Von den Untiefen einer süd-chilenischen Stadt namens Valdivia stammt das Black Metal Projekt HADES ARCHER, das mit seiner brachialen Musik alten Werten der schwarzmetallischen Musik frönt. HADES ARCHER haben sich dieses Mal mit SLAUGHTBBATH, ebenfalls einer chilenischen BM-Horde, zusammengetan, um gemeinsam einen Split mit dem sperrigen, aber genialen Titel „Circus of Abominations/Antichristos Thanatos“ aufzunehmen.
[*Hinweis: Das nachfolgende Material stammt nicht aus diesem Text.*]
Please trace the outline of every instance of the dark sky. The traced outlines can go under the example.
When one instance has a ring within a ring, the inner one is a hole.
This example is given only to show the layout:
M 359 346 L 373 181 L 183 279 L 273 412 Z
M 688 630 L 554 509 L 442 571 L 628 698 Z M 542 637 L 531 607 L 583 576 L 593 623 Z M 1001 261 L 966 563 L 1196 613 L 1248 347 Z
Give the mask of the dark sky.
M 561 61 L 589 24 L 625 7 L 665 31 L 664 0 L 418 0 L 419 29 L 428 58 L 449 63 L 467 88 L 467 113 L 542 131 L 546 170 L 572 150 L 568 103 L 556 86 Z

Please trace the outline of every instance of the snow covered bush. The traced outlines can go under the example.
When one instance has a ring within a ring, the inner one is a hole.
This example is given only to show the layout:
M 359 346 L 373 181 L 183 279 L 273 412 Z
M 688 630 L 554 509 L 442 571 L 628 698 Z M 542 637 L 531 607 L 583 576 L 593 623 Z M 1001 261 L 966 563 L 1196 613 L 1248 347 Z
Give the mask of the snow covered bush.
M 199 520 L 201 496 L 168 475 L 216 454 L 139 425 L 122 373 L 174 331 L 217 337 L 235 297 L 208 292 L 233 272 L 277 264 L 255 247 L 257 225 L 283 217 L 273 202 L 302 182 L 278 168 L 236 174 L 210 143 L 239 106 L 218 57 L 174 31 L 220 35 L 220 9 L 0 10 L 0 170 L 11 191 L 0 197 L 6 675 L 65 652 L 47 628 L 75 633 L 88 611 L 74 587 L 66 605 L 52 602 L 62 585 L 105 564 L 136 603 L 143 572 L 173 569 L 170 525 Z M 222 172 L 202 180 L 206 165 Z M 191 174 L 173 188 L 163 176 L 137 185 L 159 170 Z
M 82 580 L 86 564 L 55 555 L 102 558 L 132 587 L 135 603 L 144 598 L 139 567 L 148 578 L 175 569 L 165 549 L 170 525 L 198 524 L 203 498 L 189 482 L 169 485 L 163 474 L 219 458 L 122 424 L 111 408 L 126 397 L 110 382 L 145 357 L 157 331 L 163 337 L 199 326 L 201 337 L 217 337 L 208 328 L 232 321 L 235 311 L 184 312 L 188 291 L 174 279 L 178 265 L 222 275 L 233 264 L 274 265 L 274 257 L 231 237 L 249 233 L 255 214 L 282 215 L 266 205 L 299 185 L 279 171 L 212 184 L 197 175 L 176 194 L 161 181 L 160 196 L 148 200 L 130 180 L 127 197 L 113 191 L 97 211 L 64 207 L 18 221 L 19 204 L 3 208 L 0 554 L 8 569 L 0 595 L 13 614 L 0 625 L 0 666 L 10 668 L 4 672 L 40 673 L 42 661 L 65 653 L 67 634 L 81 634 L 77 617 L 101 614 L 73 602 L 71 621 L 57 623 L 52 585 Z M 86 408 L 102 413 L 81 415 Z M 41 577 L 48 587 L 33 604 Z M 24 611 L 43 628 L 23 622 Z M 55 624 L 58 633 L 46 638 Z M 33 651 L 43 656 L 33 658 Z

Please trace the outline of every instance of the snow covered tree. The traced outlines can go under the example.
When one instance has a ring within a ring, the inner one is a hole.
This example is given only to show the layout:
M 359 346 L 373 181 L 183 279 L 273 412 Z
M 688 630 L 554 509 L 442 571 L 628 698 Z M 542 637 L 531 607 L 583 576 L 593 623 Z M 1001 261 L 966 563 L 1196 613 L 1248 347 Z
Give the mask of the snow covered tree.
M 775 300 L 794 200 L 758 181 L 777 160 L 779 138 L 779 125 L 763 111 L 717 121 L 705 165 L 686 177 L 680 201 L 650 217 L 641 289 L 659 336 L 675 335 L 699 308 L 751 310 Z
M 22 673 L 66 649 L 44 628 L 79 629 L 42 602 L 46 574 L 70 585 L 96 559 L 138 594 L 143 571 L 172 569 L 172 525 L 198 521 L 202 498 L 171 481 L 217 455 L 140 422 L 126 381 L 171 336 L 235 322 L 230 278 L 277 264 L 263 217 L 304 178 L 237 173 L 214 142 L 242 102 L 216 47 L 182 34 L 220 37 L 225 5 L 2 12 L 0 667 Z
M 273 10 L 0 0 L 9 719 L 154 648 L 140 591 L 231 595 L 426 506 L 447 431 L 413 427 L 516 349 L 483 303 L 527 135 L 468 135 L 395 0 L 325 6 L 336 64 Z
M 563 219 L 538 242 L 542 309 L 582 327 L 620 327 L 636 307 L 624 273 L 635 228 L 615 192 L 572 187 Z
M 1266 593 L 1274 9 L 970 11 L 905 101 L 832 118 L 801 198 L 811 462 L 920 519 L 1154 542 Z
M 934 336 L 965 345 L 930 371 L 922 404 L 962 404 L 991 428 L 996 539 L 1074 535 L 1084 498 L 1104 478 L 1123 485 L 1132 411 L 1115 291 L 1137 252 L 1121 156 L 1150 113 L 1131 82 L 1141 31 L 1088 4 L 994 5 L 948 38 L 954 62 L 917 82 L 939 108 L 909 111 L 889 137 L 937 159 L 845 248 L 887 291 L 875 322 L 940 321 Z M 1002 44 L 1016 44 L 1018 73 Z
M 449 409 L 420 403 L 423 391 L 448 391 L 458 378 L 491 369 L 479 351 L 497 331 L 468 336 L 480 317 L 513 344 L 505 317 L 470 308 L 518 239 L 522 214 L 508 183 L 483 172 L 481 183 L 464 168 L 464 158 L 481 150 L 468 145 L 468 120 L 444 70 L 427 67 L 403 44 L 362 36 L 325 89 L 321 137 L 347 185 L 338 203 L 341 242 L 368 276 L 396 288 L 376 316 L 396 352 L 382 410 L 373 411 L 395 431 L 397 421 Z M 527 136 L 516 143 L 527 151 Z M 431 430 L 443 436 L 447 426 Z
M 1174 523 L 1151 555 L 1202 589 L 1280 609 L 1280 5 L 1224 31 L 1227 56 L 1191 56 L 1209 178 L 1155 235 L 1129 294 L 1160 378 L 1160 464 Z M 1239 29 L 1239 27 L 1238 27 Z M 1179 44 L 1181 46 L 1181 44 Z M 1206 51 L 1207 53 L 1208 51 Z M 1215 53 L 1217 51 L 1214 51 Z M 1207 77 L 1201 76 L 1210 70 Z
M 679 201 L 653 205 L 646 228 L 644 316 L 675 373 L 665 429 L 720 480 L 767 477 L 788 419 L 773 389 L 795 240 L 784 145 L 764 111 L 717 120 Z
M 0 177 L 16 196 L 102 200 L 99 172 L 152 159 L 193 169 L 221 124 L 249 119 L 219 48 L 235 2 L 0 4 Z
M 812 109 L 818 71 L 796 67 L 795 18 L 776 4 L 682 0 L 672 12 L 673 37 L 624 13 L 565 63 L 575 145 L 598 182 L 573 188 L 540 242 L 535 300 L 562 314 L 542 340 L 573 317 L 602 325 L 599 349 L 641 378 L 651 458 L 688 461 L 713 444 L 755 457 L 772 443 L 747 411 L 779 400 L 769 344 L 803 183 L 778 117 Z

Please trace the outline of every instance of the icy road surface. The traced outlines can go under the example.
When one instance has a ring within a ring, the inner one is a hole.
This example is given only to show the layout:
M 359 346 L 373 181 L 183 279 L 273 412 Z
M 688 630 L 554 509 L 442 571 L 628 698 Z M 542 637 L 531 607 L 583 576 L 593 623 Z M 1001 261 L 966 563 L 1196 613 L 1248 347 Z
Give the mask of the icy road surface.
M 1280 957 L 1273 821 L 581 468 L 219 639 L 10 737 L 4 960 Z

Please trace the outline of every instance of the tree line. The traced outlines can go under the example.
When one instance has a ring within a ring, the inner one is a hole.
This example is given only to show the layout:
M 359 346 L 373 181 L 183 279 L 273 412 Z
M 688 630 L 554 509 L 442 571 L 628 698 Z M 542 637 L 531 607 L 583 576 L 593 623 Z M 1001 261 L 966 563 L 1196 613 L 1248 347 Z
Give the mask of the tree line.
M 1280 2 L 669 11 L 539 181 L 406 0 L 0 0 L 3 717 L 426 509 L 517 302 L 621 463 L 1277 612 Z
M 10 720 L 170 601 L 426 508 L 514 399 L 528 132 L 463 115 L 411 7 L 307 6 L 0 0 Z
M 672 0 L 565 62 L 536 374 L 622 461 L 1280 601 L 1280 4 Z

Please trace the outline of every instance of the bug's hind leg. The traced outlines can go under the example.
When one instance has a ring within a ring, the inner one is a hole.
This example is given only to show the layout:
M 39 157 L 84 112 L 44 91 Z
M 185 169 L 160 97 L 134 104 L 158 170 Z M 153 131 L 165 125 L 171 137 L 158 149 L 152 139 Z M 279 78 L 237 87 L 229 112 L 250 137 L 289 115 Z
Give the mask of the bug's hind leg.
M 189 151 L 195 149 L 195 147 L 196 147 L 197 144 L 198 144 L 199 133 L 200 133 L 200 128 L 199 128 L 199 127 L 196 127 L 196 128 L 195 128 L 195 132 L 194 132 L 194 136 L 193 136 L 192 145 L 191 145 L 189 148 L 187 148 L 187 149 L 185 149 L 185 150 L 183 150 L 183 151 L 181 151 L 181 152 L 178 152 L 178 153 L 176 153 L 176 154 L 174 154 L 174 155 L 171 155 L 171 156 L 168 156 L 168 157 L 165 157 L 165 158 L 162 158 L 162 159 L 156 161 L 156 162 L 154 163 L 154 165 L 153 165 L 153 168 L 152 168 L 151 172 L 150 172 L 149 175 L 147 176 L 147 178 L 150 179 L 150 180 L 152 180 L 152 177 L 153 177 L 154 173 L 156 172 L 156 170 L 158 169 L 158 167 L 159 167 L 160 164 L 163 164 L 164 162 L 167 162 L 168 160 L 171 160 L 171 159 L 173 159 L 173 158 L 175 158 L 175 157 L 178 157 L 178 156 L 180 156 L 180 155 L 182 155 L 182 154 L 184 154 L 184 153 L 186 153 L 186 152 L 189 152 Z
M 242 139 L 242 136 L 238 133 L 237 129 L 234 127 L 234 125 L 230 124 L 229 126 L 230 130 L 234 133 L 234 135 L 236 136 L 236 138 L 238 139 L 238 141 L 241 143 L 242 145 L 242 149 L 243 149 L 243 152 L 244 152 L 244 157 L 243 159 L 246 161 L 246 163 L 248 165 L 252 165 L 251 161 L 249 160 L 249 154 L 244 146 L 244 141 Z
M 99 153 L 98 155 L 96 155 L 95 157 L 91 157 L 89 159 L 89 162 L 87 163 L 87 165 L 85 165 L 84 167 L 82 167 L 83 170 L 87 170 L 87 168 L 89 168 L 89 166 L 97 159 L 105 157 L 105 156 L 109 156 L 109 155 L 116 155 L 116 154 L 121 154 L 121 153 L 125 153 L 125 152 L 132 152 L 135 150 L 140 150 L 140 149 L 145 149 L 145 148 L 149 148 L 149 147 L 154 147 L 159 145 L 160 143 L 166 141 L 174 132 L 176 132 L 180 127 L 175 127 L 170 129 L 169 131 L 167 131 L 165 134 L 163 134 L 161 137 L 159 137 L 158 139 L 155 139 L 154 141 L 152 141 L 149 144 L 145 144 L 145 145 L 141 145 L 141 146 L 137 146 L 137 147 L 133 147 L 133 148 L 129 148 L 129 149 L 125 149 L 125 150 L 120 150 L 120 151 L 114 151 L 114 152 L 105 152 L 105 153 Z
Acht Songs, fünf davon von HADES ARCHER, drei von SLAUGHTBBATH [irgendwie logisch] erwarten denjenigen, der sich traut, dieses Werk in den Plattenspieler zu legen. HADES ARCHER beginnen mit dem atmosphärischen Song „The Pyre“, in welchem vor allem eine gurgelnde Erzählstimme in den Vordergrund gerückt ist, bis dann ab circa der Hälfte des Songs mit den Blast Parts und dem Double Bass alles vernichtet wird, was sich einem in den Weg stellt. Weiter geht es mit „The Hell Explodes on Earth“, bei welchem wenig Veränderungen zu verzeichnen sind [allerdings gibt es ein Gitarren-Solo] – Knüppelfaktor 100! Lediglich die Vocals variieren im Vergleich zum eröffnenden „The Pyre“ und wirken eher gesprochen als gesungen, wobei auch immer wieder Effekte eingesetzt werden, um die Vocals zu verzerren bzw. zu verändern. Ansonsten wissen hier vor allem die Stakkato-Drums, welche einem das Ohr zerfetzen, zu überzeugen. Auch auf den restlichen Songs kann man sich auf die Knüppelorgie von HADES ARCHER verlassen, insofern muss hier nichts mehr diesbezüglich geschrieben werden. SLAUGHTBBATH geben sich ebenfalls auch keine Blöße, fahren die Brutalität allerdings etwas zurück, was aber vor allem damit zu tun hat, dass die Drums nicht so dermaßen in den Vordergrund gemischt wurden und der Sound ganz allgemein etwas dumpfer ausgefallen ist. Brachialität und Brutalität stehen aber auf „The Grand Dialogue“, dem „Opener“ von SLAUGHTBBATH, nach wie vor im Vordergrund, auch wenn innerhalb des Songs etwas mehr Variation zu finden ist, als dies bei HADES ARCHER der Fall ist. Dies hängt auch damit zusammen, dass die Songs etwas länger ausgefallen sind als bei SLAUGHTBBATH und darum von vornherein etwas weniger direkt auf den Punkt kommen können. Der größte Unterschied zwischen den beiden Bands sind – neben der schon erwähnten Produktion – vor allem die Vocals, die bei SLAUGHTBBATH wesentlich klassischer und traditioneller ausgefallen sind.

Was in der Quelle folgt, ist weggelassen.